Farm policy denounced as mean

Series Title
Series Details 27/02/97, Volume 3, Number 08
Publication Date 27/02/1997
Content Type

Date: 27/02/1997

By Elizabeth Wise

THE EU may be the world's number one giver of development aid, but it has a selfish streak when it comes to farming, say critics.

“The Commission has brave words,” said a non-EU diplomat based in Brussels. “It tells Mercosur, Mexico, South Africa and others: 'We are going to open up trade.' But agriculture is excluded.”

More than a few foreign diplomats remember their surprise at “a huge fight with Argentina over a tiny quota of lemons” after Austria, Sweden and Finland joined the Union; or “the time Poland wanted an extra truckload of raspberry jam” in its export allowance to the Union and was not given it.

EU governments want to ensure that farm trade concessions to any nation will not hurt the Union's Common Agriculture Policy. And they want to avoid having to renegotiate the CAP before the arrival of central and eastern European countries (CEECs) in the Union.

Bonn, normally a champion of the CEECs, was one of three EU governments which in 1995 rejected a Commission proposal to increase quotas and reduce the tariffs that curb CEEC exports to the Union.

In late 1995 and early 1996, when poor countries trembled on the edge of famine because of a global grain shortage, the EU set such high export tariffs on European produce that it effectively prevented any grain from reaching needier populations.

As an explanation for such behaviour, some blame the history of the Common Agricultural Policy. “When the CAP was first developed [in 1957], World War II was still fresh in European minds and Europe had to provide its own food,” recalled one official.

That is no longer the case, however, and non-Europeans do not buy that argument.

“We would understand if it were Poland, Egypt, Ghana or Bolivia saying that, but it is hard to tolerate from France,” said a diplomat.

When the EU made clear last year that it would exclude 39&percent; of South Africa's farm goods from its offer of free trade with Pretoria, a South African diplomat complained: “France and Germany see us as an employment threat.

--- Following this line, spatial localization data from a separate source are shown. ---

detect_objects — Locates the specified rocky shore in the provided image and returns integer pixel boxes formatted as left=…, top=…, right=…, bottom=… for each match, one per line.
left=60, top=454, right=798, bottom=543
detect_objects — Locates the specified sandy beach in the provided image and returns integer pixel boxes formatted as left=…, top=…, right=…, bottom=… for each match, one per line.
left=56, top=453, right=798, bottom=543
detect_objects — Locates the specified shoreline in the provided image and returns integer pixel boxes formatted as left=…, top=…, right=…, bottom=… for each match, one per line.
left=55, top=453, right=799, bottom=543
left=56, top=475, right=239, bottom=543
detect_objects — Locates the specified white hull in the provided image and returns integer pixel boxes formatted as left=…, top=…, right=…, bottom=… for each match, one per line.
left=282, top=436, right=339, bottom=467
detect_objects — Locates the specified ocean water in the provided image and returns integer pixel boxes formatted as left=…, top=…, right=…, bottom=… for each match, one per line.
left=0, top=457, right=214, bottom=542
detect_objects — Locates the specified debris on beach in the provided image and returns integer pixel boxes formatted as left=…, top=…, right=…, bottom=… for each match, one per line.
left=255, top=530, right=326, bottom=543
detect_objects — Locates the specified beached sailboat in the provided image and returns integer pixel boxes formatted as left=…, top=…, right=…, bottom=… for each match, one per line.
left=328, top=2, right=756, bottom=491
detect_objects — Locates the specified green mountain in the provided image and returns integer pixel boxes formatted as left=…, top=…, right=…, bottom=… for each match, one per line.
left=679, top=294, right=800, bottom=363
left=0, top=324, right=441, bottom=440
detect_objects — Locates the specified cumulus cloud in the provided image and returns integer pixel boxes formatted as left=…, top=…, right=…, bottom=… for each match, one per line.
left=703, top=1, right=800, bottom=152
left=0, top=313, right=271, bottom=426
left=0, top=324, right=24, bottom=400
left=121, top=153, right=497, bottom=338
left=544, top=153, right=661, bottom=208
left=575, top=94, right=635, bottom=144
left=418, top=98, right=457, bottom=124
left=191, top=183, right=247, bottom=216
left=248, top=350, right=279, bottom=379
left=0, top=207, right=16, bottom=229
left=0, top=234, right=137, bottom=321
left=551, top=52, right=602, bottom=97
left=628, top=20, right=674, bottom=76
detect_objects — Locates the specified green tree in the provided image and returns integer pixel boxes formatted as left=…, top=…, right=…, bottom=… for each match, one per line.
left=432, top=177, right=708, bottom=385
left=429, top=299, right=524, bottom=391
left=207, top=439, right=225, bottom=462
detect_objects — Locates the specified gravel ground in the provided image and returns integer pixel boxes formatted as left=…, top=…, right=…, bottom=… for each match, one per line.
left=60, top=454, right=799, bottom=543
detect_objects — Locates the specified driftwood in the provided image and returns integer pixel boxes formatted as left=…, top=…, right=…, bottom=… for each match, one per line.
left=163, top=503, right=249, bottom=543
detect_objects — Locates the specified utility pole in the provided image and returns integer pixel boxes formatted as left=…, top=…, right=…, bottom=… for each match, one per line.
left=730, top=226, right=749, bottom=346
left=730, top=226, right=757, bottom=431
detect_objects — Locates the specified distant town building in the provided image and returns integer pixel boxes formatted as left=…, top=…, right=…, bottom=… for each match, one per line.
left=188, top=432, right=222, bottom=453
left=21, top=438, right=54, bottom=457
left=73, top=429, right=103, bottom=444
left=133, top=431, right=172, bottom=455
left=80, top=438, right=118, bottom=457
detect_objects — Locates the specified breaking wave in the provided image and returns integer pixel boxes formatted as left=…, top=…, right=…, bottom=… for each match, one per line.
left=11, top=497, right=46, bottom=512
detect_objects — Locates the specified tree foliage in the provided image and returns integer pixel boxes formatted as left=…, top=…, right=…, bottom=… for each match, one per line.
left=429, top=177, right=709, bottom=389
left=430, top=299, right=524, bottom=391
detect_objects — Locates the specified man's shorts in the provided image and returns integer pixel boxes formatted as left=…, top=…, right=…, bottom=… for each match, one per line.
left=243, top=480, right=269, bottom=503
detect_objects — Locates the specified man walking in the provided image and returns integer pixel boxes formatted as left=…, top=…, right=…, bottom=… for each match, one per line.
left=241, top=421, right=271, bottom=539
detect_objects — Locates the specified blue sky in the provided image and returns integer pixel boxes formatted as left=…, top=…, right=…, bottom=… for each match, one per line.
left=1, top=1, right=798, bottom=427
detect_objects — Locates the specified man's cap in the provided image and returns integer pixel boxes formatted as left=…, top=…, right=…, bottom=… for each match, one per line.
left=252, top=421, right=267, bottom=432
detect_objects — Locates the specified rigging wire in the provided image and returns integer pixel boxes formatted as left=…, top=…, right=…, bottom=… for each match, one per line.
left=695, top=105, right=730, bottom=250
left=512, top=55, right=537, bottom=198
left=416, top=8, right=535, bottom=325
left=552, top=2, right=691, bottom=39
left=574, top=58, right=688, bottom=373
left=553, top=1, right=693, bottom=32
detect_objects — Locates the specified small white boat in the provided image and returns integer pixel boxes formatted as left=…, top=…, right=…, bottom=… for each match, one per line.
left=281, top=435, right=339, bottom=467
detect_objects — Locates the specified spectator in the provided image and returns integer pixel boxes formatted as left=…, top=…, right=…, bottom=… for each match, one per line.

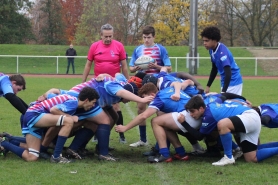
left=66, top=44, right=77, bottom=74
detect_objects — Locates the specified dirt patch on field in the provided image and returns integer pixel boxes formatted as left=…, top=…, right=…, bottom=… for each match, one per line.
left=247, top=48, right=278, bottom=75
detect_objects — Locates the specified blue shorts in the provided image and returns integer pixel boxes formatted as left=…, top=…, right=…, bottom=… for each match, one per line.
left=22, top=112, right=47, bottom=139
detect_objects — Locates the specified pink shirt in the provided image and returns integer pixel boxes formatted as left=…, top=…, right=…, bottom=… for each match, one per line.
left=87, top=40, right=126, bottom=77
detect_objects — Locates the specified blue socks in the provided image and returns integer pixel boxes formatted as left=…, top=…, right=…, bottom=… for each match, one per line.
left=69, top=128, right=94, bottom=151
left=159, top=148, right=170, bottom=158
left=258, top=142, right=278, bottom=150
left=256, top=147, right=278, bottom=162
left=1, top=140, right=25, bottom=158
left=96, top=124, right=110, bottom=156
left=175, top=146, right=186, bottom=156
left=53, top=135, right=67, bottom=158
left=220, top=132, right=233, bottom=158
left=139, top=125, right=147, bottom=142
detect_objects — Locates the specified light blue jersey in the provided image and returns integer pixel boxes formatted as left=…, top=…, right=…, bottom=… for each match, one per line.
left=209, top=43, right=242, bottom=86
left=68, top=75, right=127, bottom=107
left=0, top=73, right=13, bottom=97
left=200, top=100, right=250, bottom=135
left=259, top=104, right=278, bottom=128
left=148, top=87, right=191, bottom=113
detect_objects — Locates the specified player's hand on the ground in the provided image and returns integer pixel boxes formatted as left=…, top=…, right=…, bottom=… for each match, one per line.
left=171, top=93, right=180, bottom=101
left=177, top=113, right=185, bottom=123
left=141, top=95, right=154, bottom=103
left=115, top=125, right=126, bottom=133
left=205, top=86, right=210, bottom=94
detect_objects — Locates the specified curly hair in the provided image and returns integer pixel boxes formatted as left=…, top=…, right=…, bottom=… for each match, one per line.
left=138, top=82, right=158, bottom=97
left=200, top=26, right=221, bottom=42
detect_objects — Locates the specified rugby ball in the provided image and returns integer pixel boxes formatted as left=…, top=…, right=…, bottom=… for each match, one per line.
left=134, top=55, right=155, bottom=70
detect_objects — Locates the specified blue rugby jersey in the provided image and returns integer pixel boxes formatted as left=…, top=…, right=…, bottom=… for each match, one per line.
left=209, top=43, right=242, bottom=86
left=148, top=86, right=191, bottom=113
left=0, top=73, right=13, bottom=97
left=200, top=100, right=251, bottom=135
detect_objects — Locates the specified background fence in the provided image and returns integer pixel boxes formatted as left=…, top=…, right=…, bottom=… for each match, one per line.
left=0, top=55, right=278, bottom=76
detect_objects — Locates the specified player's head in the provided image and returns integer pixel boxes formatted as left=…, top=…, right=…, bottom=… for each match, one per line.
left=201, top=26, right=221, bottom=41
left=142, top=25, right=155, bottom=47
left=78, top=87, right=100, bottom=111
left=9, top=74, right=26, bottom=94
left=128, top=76, right=143, bottom=89
left=100, top=23, right=113, bottom=45
left=185, top=95, right=206, bottom=120
left=251, top=106, right=261, bottom=116
left=123, top=82, right=138, bottom=95
left=138, top=82, right=158, bottom=97
left=142, top=74, right=158, bottom=87
left=201, top=26, right=221, bottom=50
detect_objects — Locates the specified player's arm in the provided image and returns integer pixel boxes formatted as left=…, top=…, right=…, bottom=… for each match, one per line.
left=115, top=107, right=157, bottom=132
left=120, top=59, right=130, bottom=79
left=116, top=89, right=154, bottom=103
left=206, top=63, right=218, bottom=93
left=82, top=59, right=93, bottom=82
left=221, top=66, right=232, bottom=93
left=5, top=93, right=28, bottom=114
left=177, top=114, right=204, bottom=141
left=170, top=81, right=181, bottom=101
left=38, top=88, right=61, bottom=101
left=176, top=72, right=204, bottom=93
left=220, top=92, right=246, bottom=101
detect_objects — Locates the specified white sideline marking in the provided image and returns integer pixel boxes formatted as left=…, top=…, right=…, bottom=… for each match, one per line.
left=125, top=103, right=170, bottom=185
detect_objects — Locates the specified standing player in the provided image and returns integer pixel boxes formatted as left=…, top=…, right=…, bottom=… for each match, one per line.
left=82, top=23, right=129, bottom=143
left=0, top=87, right=99, bottom=163
left=201, top=26, right=243, bottom=95
left=129, top=25, right=172, bottom=147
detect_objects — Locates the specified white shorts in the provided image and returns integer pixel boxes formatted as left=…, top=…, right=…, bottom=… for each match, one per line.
left=172, top=110, right=202, bottom=133
left=237, top=109, right=261, bottom=145
left=221, top=83, right=243, bottom=95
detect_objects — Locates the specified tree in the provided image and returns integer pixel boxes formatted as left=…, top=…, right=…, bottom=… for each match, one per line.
left=153, top=0, right=215, bottom=46
left=60, top=0, right=84, bottom=44
left=39, top=0, right=67, bottom=45
left=0, top=0, right=35, bottom=44
left=220, top=0, right=278, bottom=46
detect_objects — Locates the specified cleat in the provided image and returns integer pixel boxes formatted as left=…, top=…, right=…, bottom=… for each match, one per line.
left=188, top=148, right=206, bottom=156
left=233, top=148, right=243, bottom=160
left=212, top=155, right=235, bottom=166
left=77, top=148, right=94, bottom=157
left=0, top=132, right=12, bottom=138
left=66, top=148, right=82, bottom=159
left=98, top=154, right=119, bottom=161
left=129, top=140, right=148, bottom=147
left=147, top=155, right=172, bottom=163
left=95, top=144, right=114, bottom=156
left=50, top=155, right=71, bottom=163
left=119, top=137, right=127, bottom=144
left=39, top=151, right=51, bottom=159
left=173, top=153, right=189, bottom=161
left=143, top=147, right=159, bottom=156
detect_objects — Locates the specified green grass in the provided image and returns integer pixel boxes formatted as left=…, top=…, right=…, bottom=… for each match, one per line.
left=0, top=44, right=268, bottom=75
left=1, top=77, right=278, bottom=185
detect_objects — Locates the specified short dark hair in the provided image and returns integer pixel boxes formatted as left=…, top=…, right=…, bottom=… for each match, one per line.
left=9, top=74, right=26, bottom=90
left=185, top=95, right=206, bottom=111
left=143, top=25, right=155, bottom=36
left=78, top=87, right=99, bottom=101
left=200, top=26, right=221, bottom=42
left=138, top=82, right=158, bottom=97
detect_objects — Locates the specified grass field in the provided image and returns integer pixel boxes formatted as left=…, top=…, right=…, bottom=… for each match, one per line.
left=1, top=76, right=278, bottom=185
left=0, top=44, right=267, bottom=76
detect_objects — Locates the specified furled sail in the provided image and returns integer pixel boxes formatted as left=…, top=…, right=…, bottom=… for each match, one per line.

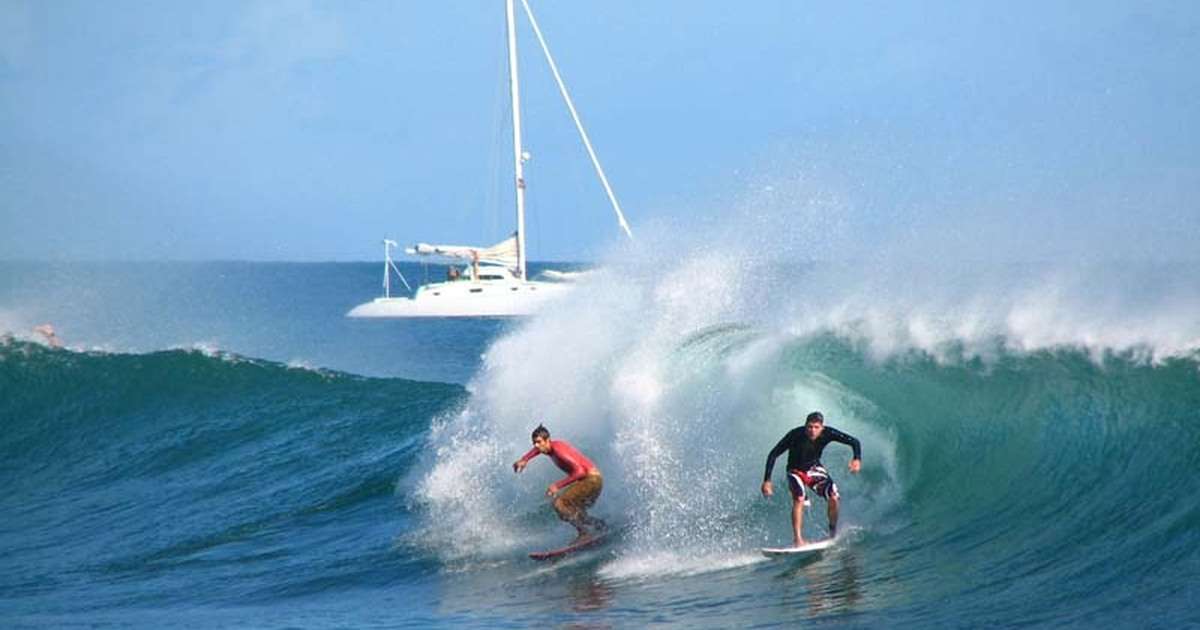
left=407, top=234, right=518, bottom=267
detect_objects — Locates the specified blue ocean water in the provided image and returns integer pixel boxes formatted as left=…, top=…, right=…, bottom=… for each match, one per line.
left=2, top=260, right=1199, bottom=628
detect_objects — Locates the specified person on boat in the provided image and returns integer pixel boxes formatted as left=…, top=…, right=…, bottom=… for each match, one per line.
left=513, top=424, right=606, bottom=541
left=761, top=411, right=861, bottom=545
left=446, top=266, right=461, bottom=281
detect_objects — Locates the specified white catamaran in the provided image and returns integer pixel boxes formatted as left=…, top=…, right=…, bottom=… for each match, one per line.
left=347, top=0, right=633, bottom=318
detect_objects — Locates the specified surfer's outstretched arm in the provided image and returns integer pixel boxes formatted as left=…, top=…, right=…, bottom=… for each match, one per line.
left=513, top=446, right=539, bottom=473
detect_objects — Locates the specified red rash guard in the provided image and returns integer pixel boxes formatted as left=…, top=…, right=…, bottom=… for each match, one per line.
left=519, top=439, right=598, bottom=490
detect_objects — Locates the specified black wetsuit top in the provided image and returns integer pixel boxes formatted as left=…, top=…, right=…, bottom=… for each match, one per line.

They seem to have forgotten which country is the developing one and which are developed.”

The Union is an open market to produce from the 70 African, Caribbean and Pacific (ACP) nations linked to it through the development pact known as the Lomé Convention.

But Lomé's future is uncertain - EU institutions are reconsidering whether to renew the pact and the WTO will eventually rule it illegal.